Feeding your cat good quality dry kibble and wet food twice to three times each day will help keep them healthy. Follow the serving sizes for your cat's weight and age recommended by the food brand or your vet. We recommend feeding your cat Purina.
House cats are happy cats
Keeping your cat in your home or contained inside your property is the best way to keep them safe, healthy and happy.
Microchipping and ID
Good news – because you adopted from AWL, your cat already has a microchip. How great is that?
Now, all you need to do is keep your pet's microchip details up-to-date if your address or contact details change.
It's also a great idea to put an engraved tag on your cat's breakaway collar. That way, if your kitty escapes, anyone who finds them can quickly contact you.
Your cat needs an annual F3 vaccination to protect them against dangerous viruses that could make them very sick.
Kittens need their initial vaccination at eight weeks, another at 12 weeks and a final booster at 16 weeks old.
Your kitty's vaccination needs might vary depending on their age and medical history, too. So, it's best to discuss this with your vet.
Flea prevention is the best form of control. Untreated flea infestations can cause ongoing health issues for your cat.
Contact your vet for prevention and treatment options. Ask your vet about some of the 'spot-on' products that cover worms and fleas in one.
Use high-quality flea treatments recommended by your vet and avoid supermarket brands as they're less safe or effective.
Remember to worm your adult cat every three months using your vet's recommended treatment options. Kittens may need treatment more often – chat with your vet.
Follow the dose directions on the packet according to your cat's weight and treat all of your animals simultaneously.
Set your cat's litter tray up in a safe, private spot away from their food, water and busy areas. Generally, your cats will need one litter tray each, plus one extra, just in case.
Keep the trays clean and use non-clumping, undeodorised litter – otherwise, your furry friend may toilet elsewhere.
Your kitty will need yearly check-ups with your local vet to make sure they're in good health. If you're cat's older or has some existing health concerns, check-ups might need to be more regular.
Contact your vet to work out a plan for your pet.
Your cat needs clean, healthy teeth. Some commercial dry foods reduce dental plaque, and you can get specialised dental care products from your vet.

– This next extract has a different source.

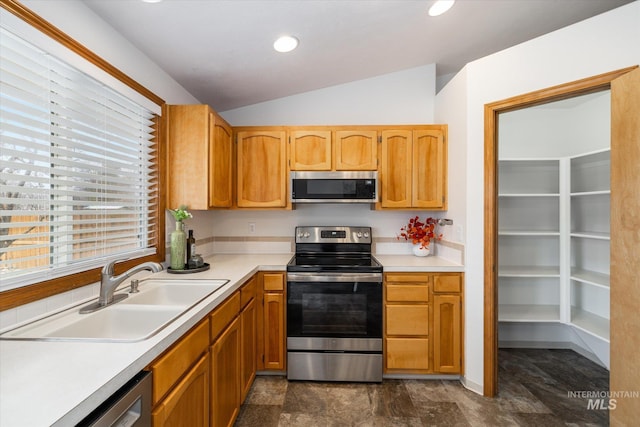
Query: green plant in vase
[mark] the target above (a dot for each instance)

Giving large chunks of meat will help your cat's dental health, and they'll enjoy chewing it. Only offer pieces of fresh meat that are fit for human consumption.
A matted coat is painful for your cat. So, they'll need regular brushing and grooming.
If your cat has medium to long hair, they'll need daily grooming to keep their fur knot-free. Otherwise, a short coat will need occasional brushing and more regularly through shedding seasons.
Keeping your cat inside or secure in a cat-proof outside area is the best way to keep them safe.
Your cat can live a happy and enriched life indoors - you'll just need to make it fun.
Give your kitty scratching poles, indoor cat-safe plants, access to fresh air and sun, food-dispensing puzzle toys, high hiding spots, cubby houses and fun toys.
From time-to-time, you'll need to transport your cat in a cat carrier.
Get your cat used to its carrier early on, so visits to the vet aren't stressful for you both.
Leave the cat carrier out around the house, with treats, toys and a bed inside. This will help your cat to associate the carrier with positive experiences.